A few days ago, Anu (firstborn) came up to me in the evening and said,
“I want to change my surname?“
“Why? What happened?“
She tells me,
“That Dev in my class keeps making fun of me calling me ‘Gyaani, Gyaani’.”
To this Lil Love comes up with,
“Next time he does so, call me and I’ll punch him on his nose.“
After making the angry young woman a bit cooler, I told Anu,
“The very next time he calls you ‘gyaani‘ or makes fun of you tell him that you learn ‘dhyaan se‘ because of your surname (which is Dhyani). Also tell him that it is not good to make fun of others. But if he still wishes to, he must first learn to dissect his name and surname and ask himself if it is right to do so.“
I am sure she wouldn’t have gone and told him anything, but I had to calm her with whatever little came to my mind at that point of time.
What troubled me more was not Anu being hurt, but Lil Love’s rage, because it reflected the me that I was when I was a child.
While I was in school, some of the boys in our class used to make fun of me because of my maiden surname), ‘Nair‘. They would dissect it and call me a ‘Nai‘ which in Hindi meant a barber and in my native language Malayalam, it meant a dog.

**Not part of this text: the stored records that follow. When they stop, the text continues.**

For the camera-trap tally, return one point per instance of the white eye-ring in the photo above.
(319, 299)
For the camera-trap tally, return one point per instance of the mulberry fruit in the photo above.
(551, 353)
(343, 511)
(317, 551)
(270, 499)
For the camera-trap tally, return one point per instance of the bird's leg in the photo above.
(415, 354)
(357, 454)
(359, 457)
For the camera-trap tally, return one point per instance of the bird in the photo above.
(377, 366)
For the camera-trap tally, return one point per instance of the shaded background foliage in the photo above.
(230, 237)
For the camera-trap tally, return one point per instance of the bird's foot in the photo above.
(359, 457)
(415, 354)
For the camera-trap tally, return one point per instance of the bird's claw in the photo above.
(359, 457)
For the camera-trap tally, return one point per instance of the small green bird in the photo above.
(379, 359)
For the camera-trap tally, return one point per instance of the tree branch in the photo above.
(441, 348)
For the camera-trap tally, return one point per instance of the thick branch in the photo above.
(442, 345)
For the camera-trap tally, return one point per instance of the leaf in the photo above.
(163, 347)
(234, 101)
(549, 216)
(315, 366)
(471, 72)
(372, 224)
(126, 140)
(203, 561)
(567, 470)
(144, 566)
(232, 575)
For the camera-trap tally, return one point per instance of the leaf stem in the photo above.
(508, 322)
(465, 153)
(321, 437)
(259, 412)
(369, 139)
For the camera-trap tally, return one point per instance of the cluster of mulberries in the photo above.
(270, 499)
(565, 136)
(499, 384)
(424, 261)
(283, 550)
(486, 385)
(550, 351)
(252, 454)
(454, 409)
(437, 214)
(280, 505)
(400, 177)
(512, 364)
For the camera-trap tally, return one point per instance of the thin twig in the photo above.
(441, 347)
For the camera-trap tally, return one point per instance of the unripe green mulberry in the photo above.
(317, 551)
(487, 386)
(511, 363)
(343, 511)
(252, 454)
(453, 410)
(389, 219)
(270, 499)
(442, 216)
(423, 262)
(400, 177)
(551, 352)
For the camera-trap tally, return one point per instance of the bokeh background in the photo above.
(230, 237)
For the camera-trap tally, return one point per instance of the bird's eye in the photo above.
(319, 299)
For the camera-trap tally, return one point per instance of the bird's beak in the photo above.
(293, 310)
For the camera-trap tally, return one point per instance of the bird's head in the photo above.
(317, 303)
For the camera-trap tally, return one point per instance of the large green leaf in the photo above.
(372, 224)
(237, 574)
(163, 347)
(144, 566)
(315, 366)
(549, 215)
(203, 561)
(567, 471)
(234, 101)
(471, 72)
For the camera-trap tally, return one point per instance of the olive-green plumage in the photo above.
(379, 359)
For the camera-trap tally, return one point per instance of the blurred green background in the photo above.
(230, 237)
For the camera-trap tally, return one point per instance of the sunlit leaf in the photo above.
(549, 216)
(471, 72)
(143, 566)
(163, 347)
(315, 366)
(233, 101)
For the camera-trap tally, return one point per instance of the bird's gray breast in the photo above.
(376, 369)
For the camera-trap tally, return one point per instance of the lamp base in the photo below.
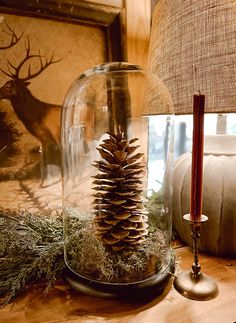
(198, 288)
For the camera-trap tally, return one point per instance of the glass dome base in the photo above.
(145, 289)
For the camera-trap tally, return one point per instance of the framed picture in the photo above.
(44, 47)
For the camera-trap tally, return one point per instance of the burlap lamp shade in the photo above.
(193, 47)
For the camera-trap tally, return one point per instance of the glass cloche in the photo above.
(117, 182)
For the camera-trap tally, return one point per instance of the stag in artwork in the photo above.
(41, 119)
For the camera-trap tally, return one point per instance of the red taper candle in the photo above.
(197, 158)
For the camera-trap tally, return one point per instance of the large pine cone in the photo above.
(120, 216)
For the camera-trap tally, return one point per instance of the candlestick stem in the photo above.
(194, 284)
(196, 267)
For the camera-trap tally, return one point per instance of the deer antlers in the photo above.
(14, 38)
(28, 56)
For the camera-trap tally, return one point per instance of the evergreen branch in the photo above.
(31, 249)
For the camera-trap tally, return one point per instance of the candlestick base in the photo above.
(196, 287)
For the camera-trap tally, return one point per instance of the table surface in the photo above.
(65, 305)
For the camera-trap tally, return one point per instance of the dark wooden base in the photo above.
(147, 289)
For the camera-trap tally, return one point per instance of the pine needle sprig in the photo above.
(31, 249)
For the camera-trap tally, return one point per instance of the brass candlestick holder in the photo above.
(194, 284)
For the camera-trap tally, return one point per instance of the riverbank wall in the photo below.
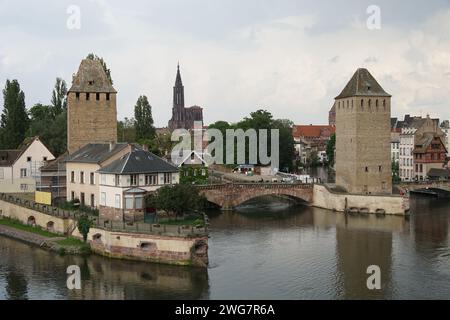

Though I was a shy and quiet child, I still remember how hard I had hit one of those boys when they started dragging my father into it. Yes. I had hit a boy when I was in class fourth. And he was hurt but did not complain, because he knew he was at fault. It’s a different story that we both are still ‘friends’. That incident troubled me so much that at many places I had started writing my surname as ‘Nayyer‘ instead of ‘Nair‘.
Later on when I joined my first job at 19 and my Dad used to drop me at the World Book Fair venue where I had a stall duty, one of my colleagues made a remark about my Dad being bald. I didn’t say anything that day even though I was visibly upset about it. But when it started becoming a routine I gave him my piece of mind without any sugar-coating, which the poor fellow had to accept without a single word in return.
Aren’t such careless and seemingly ‘harmless’ remarks meant to be banished at the very onset of it?
It is such remarks which later on end up making one unaware of how he/she is hurting others without even having an intention to do so or realizing how the other person is getting affected. The change has to being at ground level or rather root level. Yes. It has to be my responsibility as a parent to not engage in something that I am not party to, like making fun of others, poking jokes about religion/sect/caste, belittle someone based on their skin color/height/weight etc.
The recent killing of Nido Tania is the consequence of one such seemingly harmless remark from the shopkeeper. My heart goes out to the wailing parents who lost the boy. I sincerely wish that the attackers get punished and the public gets a lesson.
This case is highlighted so much because the deceased is the son of the chief minister of Arunachal Pradesh.
Do you think it was a one-off case?
I just need to go to the close-by market place or the nearby school or college entrance and I can hear countless remarks like these. Some hushed ones, some louder ones. But all of them exposing their shameless selves.
Sometime back I had written a post And then we talk of racism across the globe! and there was a college student who tried educating me about the difference between racial discrimination and such ‘harmless’ remarks on one of the FB groups. I am not sure if he reads me anymore, but I wish to ask him: Does he still feel that ‘harmless’ remarks need not be a reason to be agitated about?
If we engage in a productive conversation with even a toddler, I’m sure he/she is sensible enough to understand and make amendments. Isn’t this easier for parents like us to do over a simple game of snakes and ladders or scrabble? Teachers too can make a huge difference by educating students about the ill-effects of such ‘harmless’ remarks. But definitely someone/somewhere has to make an effort and raise the flag. Then, why not me?
So next time you get a funny SMS, FaceBook message, email from any of your friends or acquaintances, stop them right there. ‘Paki’, ‘chinky’, ‘firang’, ‘angrez’, ‘madrasi’, ‘takla’, ‘bhoora’ etc., are some of the phrases one should erase from one’s dictionary. And if our youngsters are fed with more of these, we’ll never ever progress in our thoughts, in our actions, in our mentality towards fellow humans which in turn will definitely affect us in more than one ways.